PCIe Mini Card Synchronous Serial Interface


Connecting modern computer equipment to proprietary, often old, infrastructure is a common requirement in military applications. For example, Sealevel was contacted by the manufacturer of a rugged, military computer server to design an interface to radio modems installed in aircraft. The radio modems use a proprietary, synchronous protocol as the host interface with little documentation available and no opportunity for modification. The computer server is designed to minimize size and power, so standard expansion slots for adding I/O are not available. However, there is a single PCI Express (PCIe) Mini Card slot available on the computer’s internal computer board that represents the only option for adding an I/O card.

Sealevel is an expert in synchronous communications and it is common that we assist customers with solutions for proprietary synchronous protocols. In this case, we were asked to design a PCIe Mini Card that interfaces via the internal expansion slot and supports the format of the radio modem’s communications.

Application Requirements

  • Synchronous RS-423 interface
  • High Frequency (HF) synchronous data stream
  • Support for serial handshake signals
  • Full-size PCIe Mini Card form factor
  • Low emissions (EMI/EMC)
  • Vibration tolerant

The Sealevel Solution

Sealevel designed a full-size PCIe Mini Card that met the maximum size envelope of 50.95 mm x 30.00 mm x 5.00 mm. The board provides a small, 9-pin Molex locking connector mounted to the board that accepts the mating cable which brings the communications signals to the exterior of the military computer.

Key Design Challenge

Small Footprint
Sealevel’s electrical team created an innovative, extremely small board that met the mechanical requirements while still providing the exact communication protocol required by the radio modem. Key to the implementation is the use of a Field Programmable Gate Array (FPGA).

The FPGA contains the PCI Express interface IP and the custom synchronous serial control logic.
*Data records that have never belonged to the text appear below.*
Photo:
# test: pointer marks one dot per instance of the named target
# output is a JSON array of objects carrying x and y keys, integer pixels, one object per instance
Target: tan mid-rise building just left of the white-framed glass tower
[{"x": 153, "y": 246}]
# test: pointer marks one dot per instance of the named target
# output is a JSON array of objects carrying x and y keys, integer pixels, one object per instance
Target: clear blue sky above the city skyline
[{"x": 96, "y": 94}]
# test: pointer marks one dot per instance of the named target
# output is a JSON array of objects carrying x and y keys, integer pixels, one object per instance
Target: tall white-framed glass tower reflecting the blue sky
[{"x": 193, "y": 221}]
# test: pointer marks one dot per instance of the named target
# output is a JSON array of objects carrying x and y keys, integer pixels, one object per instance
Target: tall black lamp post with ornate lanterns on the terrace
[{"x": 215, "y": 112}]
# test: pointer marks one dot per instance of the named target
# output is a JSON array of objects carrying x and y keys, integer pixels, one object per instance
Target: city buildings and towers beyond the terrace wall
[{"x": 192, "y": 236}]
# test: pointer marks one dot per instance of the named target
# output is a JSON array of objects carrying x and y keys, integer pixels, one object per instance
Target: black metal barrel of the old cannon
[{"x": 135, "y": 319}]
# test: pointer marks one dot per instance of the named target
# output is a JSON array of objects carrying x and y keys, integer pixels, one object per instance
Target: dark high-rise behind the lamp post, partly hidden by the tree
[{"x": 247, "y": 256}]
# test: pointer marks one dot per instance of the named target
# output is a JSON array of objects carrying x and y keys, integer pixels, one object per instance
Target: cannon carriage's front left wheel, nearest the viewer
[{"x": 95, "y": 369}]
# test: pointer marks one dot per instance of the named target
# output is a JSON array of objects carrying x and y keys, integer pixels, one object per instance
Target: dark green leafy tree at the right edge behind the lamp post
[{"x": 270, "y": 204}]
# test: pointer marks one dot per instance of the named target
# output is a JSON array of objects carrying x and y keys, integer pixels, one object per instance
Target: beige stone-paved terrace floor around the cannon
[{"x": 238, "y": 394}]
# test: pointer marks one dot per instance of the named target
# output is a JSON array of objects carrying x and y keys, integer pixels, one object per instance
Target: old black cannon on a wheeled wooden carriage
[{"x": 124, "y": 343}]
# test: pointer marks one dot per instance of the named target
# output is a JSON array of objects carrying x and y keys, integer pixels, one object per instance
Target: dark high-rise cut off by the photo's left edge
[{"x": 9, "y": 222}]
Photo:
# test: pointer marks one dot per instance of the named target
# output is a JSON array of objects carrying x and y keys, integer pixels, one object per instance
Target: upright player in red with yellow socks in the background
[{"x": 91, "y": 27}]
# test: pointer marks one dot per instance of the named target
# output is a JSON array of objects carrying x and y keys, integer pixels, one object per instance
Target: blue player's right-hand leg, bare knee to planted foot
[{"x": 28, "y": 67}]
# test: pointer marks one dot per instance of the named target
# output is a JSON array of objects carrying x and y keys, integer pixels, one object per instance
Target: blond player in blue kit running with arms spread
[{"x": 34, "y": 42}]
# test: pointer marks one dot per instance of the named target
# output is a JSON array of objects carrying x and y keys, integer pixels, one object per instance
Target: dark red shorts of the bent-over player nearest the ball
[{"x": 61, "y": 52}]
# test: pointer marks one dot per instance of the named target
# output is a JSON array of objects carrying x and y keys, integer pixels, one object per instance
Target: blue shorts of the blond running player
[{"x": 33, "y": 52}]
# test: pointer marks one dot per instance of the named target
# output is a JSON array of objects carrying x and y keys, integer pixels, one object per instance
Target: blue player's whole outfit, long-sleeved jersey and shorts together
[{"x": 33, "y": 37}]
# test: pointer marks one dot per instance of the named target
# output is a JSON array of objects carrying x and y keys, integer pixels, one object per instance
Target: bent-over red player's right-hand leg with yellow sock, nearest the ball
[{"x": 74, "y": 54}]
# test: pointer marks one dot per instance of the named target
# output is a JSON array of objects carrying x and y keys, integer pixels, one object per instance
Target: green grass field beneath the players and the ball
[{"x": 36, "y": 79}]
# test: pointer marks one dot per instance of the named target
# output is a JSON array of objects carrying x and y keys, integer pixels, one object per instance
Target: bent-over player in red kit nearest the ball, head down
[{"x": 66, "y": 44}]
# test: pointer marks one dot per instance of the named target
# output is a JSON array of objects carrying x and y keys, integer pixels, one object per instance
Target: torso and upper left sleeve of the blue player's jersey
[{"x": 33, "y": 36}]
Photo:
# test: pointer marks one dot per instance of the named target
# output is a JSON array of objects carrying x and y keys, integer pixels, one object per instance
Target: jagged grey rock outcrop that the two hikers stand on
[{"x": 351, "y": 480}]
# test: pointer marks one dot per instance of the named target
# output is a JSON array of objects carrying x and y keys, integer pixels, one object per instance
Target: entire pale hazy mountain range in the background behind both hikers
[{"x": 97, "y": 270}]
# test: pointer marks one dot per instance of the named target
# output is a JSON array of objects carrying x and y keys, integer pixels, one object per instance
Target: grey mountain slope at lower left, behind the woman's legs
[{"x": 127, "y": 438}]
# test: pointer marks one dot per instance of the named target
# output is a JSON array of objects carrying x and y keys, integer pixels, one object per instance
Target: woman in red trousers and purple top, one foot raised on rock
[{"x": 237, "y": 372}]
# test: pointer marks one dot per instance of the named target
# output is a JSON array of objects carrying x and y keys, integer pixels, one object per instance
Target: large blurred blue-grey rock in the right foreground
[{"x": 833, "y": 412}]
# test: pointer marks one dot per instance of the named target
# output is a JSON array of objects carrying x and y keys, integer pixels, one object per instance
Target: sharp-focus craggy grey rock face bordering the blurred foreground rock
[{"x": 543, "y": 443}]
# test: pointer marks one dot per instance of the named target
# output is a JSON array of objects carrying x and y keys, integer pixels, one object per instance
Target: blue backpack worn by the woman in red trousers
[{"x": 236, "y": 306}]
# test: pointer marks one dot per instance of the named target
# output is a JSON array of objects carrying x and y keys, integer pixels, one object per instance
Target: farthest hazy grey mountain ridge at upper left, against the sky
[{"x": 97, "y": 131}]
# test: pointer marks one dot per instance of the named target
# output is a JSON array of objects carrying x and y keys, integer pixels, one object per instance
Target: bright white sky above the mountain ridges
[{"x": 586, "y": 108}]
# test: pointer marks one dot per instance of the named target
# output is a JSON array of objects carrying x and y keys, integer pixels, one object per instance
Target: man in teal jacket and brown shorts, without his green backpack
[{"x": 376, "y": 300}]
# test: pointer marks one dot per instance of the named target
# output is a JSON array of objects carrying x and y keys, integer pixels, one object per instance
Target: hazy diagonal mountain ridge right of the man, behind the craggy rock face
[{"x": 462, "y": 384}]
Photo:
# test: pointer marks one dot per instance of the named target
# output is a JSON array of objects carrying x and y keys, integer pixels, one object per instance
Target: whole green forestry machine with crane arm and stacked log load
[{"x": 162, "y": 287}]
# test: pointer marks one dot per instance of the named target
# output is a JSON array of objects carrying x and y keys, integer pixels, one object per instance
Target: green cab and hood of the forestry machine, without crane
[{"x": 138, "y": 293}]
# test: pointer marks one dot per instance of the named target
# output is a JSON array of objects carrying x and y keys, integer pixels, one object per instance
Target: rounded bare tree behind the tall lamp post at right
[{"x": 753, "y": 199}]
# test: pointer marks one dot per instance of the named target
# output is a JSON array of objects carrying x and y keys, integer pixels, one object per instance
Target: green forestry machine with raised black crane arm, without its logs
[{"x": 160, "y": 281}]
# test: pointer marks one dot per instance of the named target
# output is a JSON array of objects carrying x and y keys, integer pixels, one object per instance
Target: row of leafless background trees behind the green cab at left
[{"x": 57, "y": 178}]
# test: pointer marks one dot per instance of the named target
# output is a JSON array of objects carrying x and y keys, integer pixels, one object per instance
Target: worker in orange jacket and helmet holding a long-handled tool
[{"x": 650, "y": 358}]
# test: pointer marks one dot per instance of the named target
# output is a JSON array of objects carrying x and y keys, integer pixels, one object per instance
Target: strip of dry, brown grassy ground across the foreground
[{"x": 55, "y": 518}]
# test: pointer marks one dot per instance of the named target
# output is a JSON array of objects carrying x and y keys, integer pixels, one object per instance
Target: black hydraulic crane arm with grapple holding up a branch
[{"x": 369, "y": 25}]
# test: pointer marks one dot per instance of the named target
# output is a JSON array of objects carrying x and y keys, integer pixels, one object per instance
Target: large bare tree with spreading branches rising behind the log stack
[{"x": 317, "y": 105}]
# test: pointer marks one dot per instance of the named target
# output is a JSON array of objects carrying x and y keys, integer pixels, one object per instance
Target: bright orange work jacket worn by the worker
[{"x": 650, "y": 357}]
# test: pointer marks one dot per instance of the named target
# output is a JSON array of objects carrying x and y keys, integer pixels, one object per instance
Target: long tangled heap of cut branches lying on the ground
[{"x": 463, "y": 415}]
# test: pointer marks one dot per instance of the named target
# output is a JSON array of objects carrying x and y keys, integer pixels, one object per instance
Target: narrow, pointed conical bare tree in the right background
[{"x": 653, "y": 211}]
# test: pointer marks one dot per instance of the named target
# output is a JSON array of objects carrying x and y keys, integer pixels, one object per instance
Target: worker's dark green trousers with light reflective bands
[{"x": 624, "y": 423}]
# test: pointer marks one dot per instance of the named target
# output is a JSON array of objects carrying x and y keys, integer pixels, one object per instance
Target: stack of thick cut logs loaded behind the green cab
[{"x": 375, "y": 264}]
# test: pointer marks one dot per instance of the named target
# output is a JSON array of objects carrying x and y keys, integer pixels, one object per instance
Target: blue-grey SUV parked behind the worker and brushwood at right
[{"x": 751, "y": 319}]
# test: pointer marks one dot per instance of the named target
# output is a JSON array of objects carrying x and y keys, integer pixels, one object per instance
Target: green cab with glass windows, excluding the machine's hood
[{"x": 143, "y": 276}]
The FPGA is coupled with a multi-protocol transceiver to drive and receive the RS-423 signals and provides Transmit and Receive FIFOs that are custom-sized for the required protocol and data rates, but may be resized for other applications. The FPGA offloads the host processor by sensing the sync pattern and only interrupting the Sealevel-provided driver after a valid frame has been received. The FPGA also handles transmit of a host-configurable idle pattern when not transmitting data. The transmit and receive clocks are separate, and may run at different rates. The clock rates are measured by the FPGA and reported to the driver/host upon request. The Sealevel PCIe Sync Serial FPGA architecture is extensible and scalable to serve various custom synchronous serial protocols and applications. The sync serial control logic is architecture independent, and may be retargeted to other FPGA device families or vendors to guard against obsolescence.